Investors Snap To Attention At IPO Prices

Initial Public Offering

And in a Snap, the bated breath can be unbated.  On Wall Street, investors had been awaiting the pricing of the Snap, Inc. initial public offering, as a harbinger of things to come on Thursday’s trading, and perhaps as a harbinger of investor sentiment and appetite for new tech issues in general. 

The outlook — at least at this early writing — would seem to be good.  The firm has priced its offering at $17 a share, and at 200 million shares the implied valuation is $24 billion.  The range that had been floated across the investing community was $14 to $16.  When an offering prices above its would-be range, investors are ready to bid up the price in anticipation that they will at some future date be able to sell higher.  In one additional signal of sanguine intent, the offering was 10 times oversubscribed, per CNBC, implying that people wanted more shares than were allotted.

In the meantime, the enthusiasm is not likely to disappear like one of Snapchat’s disappearing photos.  The debut of the shares, on the New York Stock Exchange under the ticker SNAP, may give the nod for other entrepreneurs to bring their shares to the retail investor.

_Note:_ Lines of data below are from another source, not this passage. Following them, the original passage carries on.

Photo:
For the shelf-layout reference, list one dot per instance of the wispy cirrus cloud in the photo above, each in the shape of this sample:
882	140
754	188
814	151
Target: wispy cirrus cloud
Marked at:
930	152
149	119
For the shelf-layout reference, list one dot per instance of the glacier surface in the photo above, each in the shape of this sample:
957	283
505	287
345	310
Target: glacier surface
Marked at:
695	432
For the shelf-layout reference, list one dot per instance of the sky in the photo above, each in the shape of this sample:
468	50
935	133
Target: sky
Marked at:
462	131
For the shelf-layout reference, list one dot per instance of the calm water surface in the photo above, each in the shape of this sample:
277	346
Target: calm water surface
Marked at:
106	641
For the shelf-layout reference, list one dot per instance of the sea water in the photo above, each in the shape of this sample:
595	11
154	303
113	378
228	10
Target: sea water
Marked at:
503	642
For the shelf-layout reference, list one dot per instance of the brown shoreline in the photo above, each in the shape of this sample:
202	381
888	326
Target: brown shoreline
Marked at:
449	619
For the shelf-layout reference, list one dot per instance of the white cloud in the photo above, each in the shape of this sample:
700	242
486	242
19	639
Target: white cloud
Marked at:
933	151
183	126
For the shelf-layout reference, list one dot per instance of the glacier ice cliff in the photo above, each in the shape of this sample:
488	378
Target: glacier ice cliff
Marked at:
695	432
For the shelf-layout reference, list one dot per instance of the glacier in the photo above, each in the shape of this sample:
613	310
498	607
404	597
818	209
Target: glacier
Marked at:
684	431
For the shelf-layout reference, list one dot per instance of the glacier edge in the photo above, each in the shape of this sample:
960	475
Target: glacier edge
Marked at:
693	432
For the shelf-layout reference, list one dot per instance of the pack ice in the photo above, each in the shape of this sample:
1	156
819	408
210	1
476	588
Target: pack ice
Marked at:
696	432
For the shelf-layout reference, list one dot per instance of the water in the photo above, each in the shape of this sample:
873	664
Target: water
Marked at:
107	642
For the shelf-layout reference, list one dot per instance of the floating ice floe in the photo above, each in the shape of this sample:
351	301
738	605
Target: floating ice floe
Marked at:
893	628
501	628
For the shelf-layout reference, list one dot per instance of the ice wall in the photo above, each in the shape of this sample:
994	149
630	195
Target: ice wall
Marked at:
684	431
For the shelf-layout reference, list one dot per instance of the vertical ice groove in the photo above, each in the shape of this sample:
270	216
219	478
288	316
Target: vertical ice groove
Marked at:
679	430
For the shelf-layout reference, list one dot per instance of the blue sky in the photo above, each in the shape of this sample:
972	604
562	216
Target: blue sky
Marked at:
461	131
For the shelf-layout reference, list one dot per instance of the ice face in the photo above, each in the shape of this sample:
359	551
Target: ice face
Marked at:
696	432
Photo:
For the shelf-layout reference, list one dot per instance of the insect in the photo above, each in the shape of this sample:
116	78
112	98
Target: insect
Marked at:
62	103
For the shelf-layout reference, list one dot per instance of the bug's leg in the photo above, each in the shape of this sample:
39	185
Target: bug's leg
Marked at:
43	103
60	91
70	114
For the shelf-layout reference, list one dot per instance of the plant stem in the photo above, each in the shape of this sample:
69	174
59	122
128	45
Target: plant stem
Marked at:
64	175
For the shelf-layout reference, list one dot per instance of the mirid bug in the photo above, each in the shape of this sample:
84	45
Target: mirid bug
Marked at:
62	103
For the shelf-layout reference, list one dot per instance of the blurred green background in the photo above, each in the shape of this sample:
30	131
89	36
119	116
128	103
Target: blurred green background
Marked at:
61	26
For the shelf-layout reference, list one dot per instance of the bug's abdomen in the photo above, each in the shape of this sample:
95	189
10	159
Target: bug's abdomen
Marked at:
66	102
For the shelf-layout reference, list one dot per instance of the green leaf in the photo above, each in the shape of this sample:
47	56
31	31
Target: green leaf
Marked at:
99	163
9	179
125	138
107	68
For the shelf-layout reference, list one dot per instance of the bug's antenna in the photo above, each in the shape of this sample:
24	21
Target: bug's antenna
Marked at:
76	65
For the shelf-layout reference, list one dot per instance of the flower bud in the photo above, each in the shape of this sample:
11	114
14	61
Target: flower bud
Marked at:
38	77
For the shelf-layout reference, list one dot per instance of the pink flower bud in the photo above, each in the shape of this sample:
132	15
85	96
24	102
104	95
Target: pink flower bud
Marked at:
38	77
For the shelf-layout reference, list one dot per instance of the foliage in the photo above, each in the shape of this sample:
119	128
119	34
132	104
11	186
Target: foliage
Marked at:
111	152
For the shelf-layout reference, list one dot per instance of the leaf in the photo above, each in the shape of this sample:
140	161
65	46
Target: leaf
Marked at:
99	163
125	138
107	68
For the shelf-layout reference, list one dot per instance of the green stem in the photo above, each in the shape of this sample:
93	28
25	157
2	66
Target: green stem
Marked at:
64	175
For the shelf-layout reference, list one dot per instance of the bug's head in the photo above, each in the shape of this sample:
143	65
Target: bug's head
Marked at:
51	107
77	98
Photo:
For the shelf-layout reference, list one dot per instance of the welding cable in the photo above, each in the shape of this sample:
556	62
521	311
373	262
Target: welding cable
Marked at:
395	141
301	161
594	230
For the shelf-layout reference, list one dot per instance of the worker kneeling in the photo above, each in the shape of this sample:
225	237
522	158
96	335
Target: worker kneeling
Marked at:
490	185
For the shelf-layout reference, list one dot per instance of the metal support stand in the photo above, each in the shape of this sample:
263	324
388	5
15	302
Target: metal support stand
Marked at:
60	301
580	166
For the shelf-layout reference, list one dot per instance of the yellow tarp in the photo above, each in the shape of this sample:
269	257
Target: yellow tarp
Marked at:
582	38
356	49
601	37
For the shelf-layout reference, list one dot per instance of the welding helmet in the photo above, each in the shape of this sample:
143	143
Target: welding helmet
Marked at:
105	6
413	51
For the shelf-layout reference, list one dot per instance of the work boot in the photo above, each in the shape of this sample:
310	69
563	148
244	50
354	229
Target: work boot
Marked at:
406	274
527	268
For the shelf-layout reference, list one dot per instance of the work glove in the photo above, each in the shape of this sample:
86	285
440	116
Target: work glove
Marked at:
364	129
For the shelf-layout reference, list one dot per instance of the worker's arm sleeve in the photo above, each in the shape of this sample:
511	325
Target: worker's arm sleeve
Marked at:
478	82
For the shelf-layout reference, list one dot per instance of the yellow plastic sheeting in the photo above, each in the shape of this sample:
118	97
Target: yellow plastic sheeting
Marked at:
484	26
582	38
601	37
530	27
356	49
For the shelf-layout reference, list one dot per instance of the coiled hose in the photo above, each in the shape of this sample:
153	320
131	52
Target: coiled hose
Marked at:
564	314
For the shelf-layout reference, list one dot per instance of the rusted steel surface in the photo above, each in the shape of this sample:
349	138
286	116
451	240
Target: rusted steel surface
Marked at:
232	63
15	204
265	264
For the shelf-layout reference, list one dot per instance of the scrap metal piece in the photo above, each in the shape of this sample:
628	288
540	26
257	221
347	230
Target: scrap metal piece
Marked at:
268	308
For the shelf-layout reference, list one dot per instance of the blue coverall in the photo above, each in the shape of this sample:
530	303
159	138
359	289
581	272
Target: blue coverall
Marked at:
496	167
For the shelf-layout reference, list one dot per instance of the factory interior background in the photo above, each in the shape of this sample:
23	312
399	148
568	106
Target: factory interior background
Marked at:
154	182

That would help reverse a dearth of IPOs, as 2016 saw less than $19 billion brought to market, down significantly from the $86 billion notched just two years earlier, according to Renaissance Capital. 

Certainly, as a product, Snapchat has an enthusiastic clientele, as ComScore has said that as many as 70 percent of all 18 to 24 year olds in the U.S. use the application.  Despite that embrace, the firm, like so many tech focused brethren (and not just those coming public) has been navigating a sea of red ink.  As noted earlier this month in the firm’s SEC S1 filing, which gave results of operations, the firm’s top line was $404.6 million last year, outpaced by a loss of about $515 million.   As many as 2.5 Snaps appear daily, created by 158 million users globally.

The more than $3 billion the company will raise through the offering will be used for general corporate activities, ranging from acquisitions to beefing up staff.